A value of 0xffff is used for unlimited depth.
wpath The watch path, as specified in the WATCH
operation
token The watch identifier token, as specified in the
WATCH operation

1.2.8 TRANSACTION_DATA

The image format will contain a TRANSACTION_DATA record for each transaction that is pending on a connection for which there is CONNECTION_DATA record previously present.

    0       1       2       3    octet
+-------+-------+-------+-------+
| conn-id                       |
+-------------------------------+
| tx-id                         |
+-------------------------------+
Field Description
conn-id The connection that issued the
TRANSACTION_START operation [2]
tx-id The transaction id passed back to the domain
by the TRANSACTION_START operation

1.2.9 NODE_DATA

For live update the image format will contain a NODE_DATA record for each node in xenstore. For migration it will only contain a record for the nodes relating to the domain being migrated. The NODE_DATA may be related to a committed node (globally visible in xenstored) or a pending node (created or modified by a transaction for which there is also a TRANSACTION_DATA record previously present).
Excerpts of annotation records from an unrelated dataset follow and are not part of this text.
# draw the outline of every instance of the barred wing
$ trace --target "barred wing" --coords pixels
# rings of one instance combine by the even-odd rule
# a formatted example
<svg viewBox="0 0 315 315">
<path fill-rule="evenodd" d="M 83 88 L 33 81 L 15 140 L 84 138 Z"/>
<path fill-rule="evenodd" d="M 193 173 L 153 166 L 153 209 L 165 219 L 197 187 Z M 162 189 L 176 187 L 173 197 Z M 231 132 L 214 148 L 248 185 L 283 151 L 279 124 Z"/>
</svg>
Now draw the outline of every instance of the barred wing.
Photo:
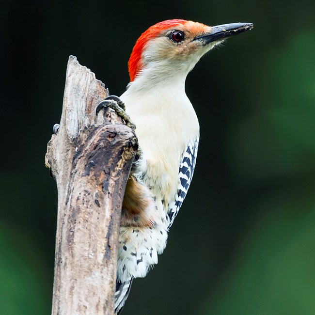
<svg viewBox="0 0 315 315">
<path fill-rule="evenodd" d="M 170 224 L 168 230 L 173 224 L 190 185 L 196 165 L 199 142 L 199 135 L 194 142 L 188 143 L 186 151 L 183 154 L 178 173 L 180 184 L 178 187 L 175 200 L 169 206 L 168 213 L 170 217 Z"/>
</svg>

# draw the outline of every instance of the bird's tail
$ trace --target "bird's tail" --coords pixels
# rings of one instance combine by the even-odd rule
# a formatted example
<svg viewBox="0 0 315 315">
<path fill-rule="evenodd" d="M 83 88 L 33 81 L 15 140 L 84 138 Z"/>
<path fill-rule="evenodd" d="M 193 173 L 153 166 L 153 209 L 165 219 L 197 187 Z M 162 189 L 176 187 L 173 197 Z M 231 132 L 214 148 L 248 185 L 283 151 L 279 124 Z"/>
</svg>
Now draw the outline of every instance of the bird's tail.
<svg viewBox="0 0 315 315">
<path fill-rule="evenodd" d="M 118 280 L 116 281 L 116 293 L 115 293 L 115 314 L 120 314 L 128 298 L 131 287 L 133 277 L 130 280 L 121 283 Z"/>
</svg>

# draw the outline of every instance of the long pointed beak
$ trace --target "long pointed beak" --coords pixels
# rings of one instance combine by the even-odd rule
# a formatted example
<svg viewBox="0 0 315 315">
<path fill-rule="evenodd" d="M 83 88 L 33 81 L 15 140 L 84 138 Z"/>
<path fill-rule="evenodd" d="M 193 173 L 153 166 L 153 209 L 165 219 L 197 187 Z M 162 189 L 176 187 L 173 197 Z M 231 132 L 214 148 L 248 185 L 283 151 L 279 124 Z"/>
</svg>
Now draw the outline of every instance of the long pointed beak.
<svg viewBox="0 0 315 315">
<path fill-rule="evenodd" d="M 197 36 L 193 40 L 202 41 L 205 45 L 219 39 L 242 33 L 245 31 L 250 31 L 253 27 L 252 23 L 231 23 L 212 26 L 209 33 Z"/>
</svg>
Each committed node in the stream is required to have an already known parent node. A parent node is known if it was either in the node database before the stream was started to be processed, or if a NODE_DATA record for that parent node has already been processed in the stream.
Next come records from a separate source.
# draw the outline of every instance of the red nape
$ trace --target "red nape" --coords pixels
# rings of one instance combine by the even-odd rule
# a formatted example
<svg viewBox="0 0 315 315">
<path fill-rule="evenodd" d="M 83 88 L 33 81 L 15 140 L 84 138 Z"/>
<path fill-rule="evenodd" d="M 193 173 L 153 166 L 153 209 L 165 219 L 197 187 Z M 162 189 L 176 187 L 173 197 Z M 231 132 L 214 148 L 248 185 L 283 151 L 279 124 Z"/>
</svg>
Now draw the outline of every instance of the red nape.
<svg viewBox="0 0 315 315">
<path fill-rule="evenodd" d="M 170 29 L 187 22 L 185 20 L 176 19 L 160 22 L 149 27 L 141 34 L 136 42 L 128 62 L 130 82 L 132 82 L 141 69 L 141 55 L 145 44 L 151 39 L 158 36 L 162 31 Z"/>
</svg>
    0       1       2       3    octet
+-------+-------+-------+-------+
| conn-id                       |
+-------------------------------+
| tx-id                         |
+---------------+---------------+
| path-len      | value-len     |
+---------------+---------------+
| access        | perm-count    |
+---------------+---------------+
| perm1                         |
+-------------------------------+
...
+-------------------------------+
| permN                         |
+---------------+---------------+
| path
...
| value
...
Field Description
conn-id If this value is non-zero then this record
related to a pending transaction
tx-id This value should be ignored if conn-id is
zero. Otherwise it specifies the id of the
pending transaction
path-len The length (in octets) of path including the
NUL terminator
value-len The length (in octets) of value (which will
be zero for a deleted node)
access This value should be ignored if this record
does not relate to a pending transaction,
otherwise it specifies the accesses made to
the node and hence is a bitwise OR of:
0x0001: read
0x0002: written
The value will be zero for a deleted node
perm-count The number (N) of node permission specifiers
(which will be 0 for a node deleted in a
pending transaction)
perm1..N A list of zero or more node permission
specifiers (see below)
path The absolute path of the node
value The node value (which may be empty or contain
NUL octets)

A node permission specifier has the following format:

    0       1       2       3    octet
+-------+-------+-------+-------+
| perm  | flags | domid         |
+-------+-------+---------------+
Field Description
perm One of the ASCII values w, r, b or n as
specified for the SET_PERMS operation [2]
flags A bit-wise OR of:
0x01: stale permission, ignore when checking
permissions
domid The domain-id to which the permission relates

Note that perm1 defines the domain owning the node. See [4] for more explanation of node permissions.

1.2.10 GLOBAL_QUOTA_DATA

This record is only relevant for live update. It contains the global settings of xenstored quota.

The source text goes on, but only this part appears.